Why Rush Limbaugh Is Wrong
I was listening to Rush Limbaugh’s radio show not long ago when he said that every presidential election for the past 20 years or so has been called “The most important election we’ve ever faced” – but that this one, the one coming up in November, might really be.
Then he said the election is not about Donald Trump’s personality.
Rush is right about the first part, the part about this being the most important presidential election in a very long time, maybe the most important in modern times -- especially now with the Supreme Court a bigger issue than usual. But he’s wrong about the second part, the part about how the election isn’t about Donald Trump’s personality.
I’m pretty sure I know what Rush meant. He meant, given what’s at stake, the election shouldn’t be about something so seemingly inconsequential as the president’s personality.
Instead it should be about truly significant matters -- about what kind of nation we would be if Joe Biden were elected instead of Donald Trump; about what Biden and the progressive left mean when they say they want to fundamentally change America; about which vision of America’s future we want to endorse. And now, about whether Democrats, if Biden wins and they take control of the Senate, will pack the Supreme Court with liberal Justices and make Puerto Rico and Washington D.C. the two newest states -- that will give the Democrats four more U.S. senators.
These are hardly trivial matters. But to a lot of people, neither is a candidate’s personality.
In Donald Trump’s case, his bigger-than-life personality affects everything. It’s not simply an image he projects. He is his personality.
And just as his base loves his personality, other voters have had enough of it.
Donald Trump comes off as a New York City tough guy, but in reality he’s incredibly thin-skinned, incapable of taking a verbal shot and simply moving on. That’s part of his personality.
He’s impulsive, which accounts for his many ill-considered tweets. That’s part of his personality
He almost never admits mistakes. That’s part of his personality.

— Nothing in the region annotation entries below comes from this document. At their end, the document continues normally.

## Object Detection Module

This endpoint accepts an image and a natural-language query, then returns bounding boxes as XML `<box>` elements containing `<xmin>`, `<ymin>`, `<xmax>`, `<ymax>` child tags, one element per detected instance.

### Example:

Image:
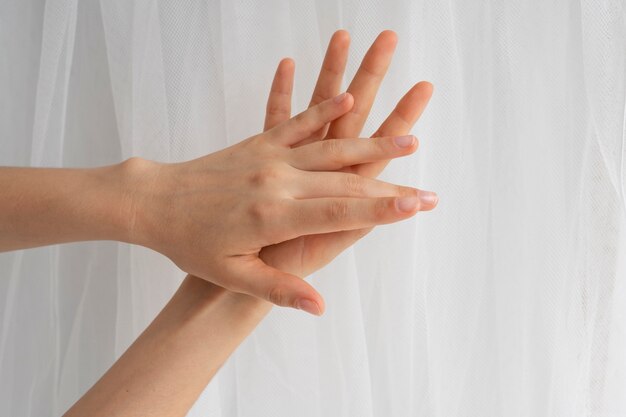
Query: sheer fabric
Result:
<box><xmin>0</xmin><ymin>0</ymin><xmax>626</xmax><ymax>417</ymax></box>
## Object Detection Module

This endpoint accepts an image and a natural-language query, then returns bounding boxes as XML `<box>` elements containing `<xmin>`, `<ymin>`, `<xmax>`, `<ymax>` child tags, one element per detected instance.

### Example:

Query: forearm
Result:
<box><xmin>65</xmin><ymin>276</ymin><xmax>271</xmax><ymax>417</ymax></box>
<box><xmin>0</xmin><ymin>161</ymin><xmax>139</xmax><ymax>252</ymax></box>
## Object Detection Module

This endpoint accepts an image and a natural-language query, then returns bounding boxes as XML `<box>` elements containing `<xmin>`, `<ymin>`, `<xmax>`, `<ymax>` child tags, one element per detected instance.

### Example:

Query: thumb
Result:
<box><xmin>231</xmin><ymin>257</ymin><xmax>324</xmax><ymax>316</ymax></box>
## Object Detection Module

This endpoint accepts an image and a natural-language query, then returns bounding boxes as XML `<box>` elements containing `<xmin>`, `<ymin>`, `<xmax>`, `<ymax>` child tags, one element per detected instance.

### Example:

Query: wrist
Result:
<box><xmin>115</xmin><ymin>157</ymin><xmax>163</xmax><ymax>248</ymax></box>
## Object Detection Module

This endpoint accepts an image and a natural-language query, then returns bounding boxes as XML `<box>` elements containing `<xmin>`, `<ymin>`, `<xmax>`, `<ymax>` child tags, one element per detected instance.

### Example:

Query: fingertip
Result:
<box><xmin>378</xmin><ymin>29</ymin><xmax>398</xmax><ymax>46</ymax></box>
<box><xmin>278</xmin><ymin>57</ymin><xmax>296</xmax><ymax>71</ymax></box>
<box><xmin>415</xmin><ymin>81</ymin><xmax>435</xmax><ymax>96</ymax></box>
<box><xmin>418</xmin><ymin>190</ymin><xmax>439</xmax><ymax>211</ymax></box>
<box><xmin>331</xmin><ymin>29</ymin><xmax>350</xmax><ymax>46</ymax></box>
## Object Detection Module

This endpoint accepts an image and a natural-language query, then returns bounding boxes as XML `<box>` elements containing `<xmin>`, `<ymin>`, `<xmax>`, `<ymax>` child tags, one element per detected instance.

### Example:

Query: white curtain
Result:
<box><xmin>0</xmin><ymin>0</ymin><xmax>626</xmax><ymax>417</ymax></box>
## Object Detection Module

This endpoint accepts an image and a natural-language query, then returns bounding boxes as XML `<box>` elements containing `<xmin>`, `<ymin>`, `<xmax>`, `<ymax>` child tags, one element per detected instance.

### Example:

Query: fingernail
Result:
<box><xmin>333</xmin><ymin>93</ymin><xmax>346</xmax><ymax>104</ymax></box>
<box><xmin>419</xmin><ymin>191</ymin><xmax>439</xmax><ymax>206</ymax></box>
<box><xmin>393</xmin><ymin>135</ymin><xmax>415</xmax><ymax>148</ymax></box>
<box><xmin>396</xmin><ymin>196</ymin><xmax>418</xmax><ymax>212</ymax></box>
<box><xmin>296</xmin><ymin>298</ymin><xmax>322</xmax><ymax>316</ymax></box>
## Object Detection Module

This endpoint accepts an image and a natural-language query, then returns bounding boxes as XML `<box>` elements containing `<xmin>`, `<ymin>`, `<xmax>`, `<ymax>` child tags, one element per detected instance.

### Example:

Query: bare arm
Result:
<box><xmin>0</xmin><ymin>160</ymin><xmax>133</xmax><ymax>252</ymax></box>
<box><xmin>66</xmin><ymin>32</ymin><xmax>434</xmax><ymax>417</ymax></box>
<box><xmin>65</xmin><ymin>276</ymin><xmax>272</xmax><ymax>417</ymax></box>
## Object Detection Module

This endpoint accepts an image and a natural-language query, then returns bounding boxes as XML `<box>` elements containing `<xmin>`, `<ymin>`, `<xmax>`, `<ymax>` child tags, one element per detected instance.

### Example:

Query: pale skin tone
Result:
<box><xmin>66</xmin><ymin>31</ymin><xmax>434</xmax><ymax>416</ymax></box>
<box><xmin>0</xmin><ymin>32</ymin><xmax>437</xmax><ymax>315</ymax></box>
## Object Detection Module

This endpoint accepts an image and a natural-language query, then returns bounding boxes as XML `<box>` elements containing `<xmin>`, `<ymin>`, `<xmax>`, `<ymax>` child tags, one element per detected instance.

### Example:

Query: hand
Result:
<box><xmin>129</xmin><ymin>90</ymin><xmax>428</xmax><ymax>313</ymax></box>
<box><xmin>259</xmin><ymin>30</ymin><xmax>438</xmax><ymax>290</ymax></box>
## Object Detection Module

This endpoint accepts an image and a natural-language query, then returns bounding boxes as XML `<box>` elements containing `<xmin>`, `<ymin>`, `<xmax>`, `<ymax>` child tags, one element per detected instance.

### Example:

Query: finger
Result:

His personality may be well suited to host a television reality show where pizzazz translates into ratings and conflict makes for good TV. But other traits count a lot more when you’re president – traits like honesty and empathy and leadership and competence.
Yes, the coronavirus matters, politically as well as medically. Polls indicate that the president gets low marks for his handling of the virus. And yes, the economy matters too. Unemployment was at historic lows before COVID-19 hit us. Now millions of Americans are out of work.
So yes, Donald Trump might be leading in virtually all the polls instead of trailing, if the virus never existed and the economy didn’t tank.
But in the absence of the good news he was hoping to run on, his personality – especially for non-partisan independent voters –may have become a bigger issue than it otherwise might have.
With no virus and a strong economy, they might have been willing to put up with his combative personality. Incumbents, let’s remember, almost always win a second term.
Joe Biden isn’t leading in virtually all of polls because he’s a charismatic figure who Americans think would make a great leader. Biden is leading because he’s running against Donald Trump. He’s leading because elections are often a referendum on the incumbent.
So whether it should or not, Donald Trump’s personality will matter. And before this is over, it may matter more than anything else.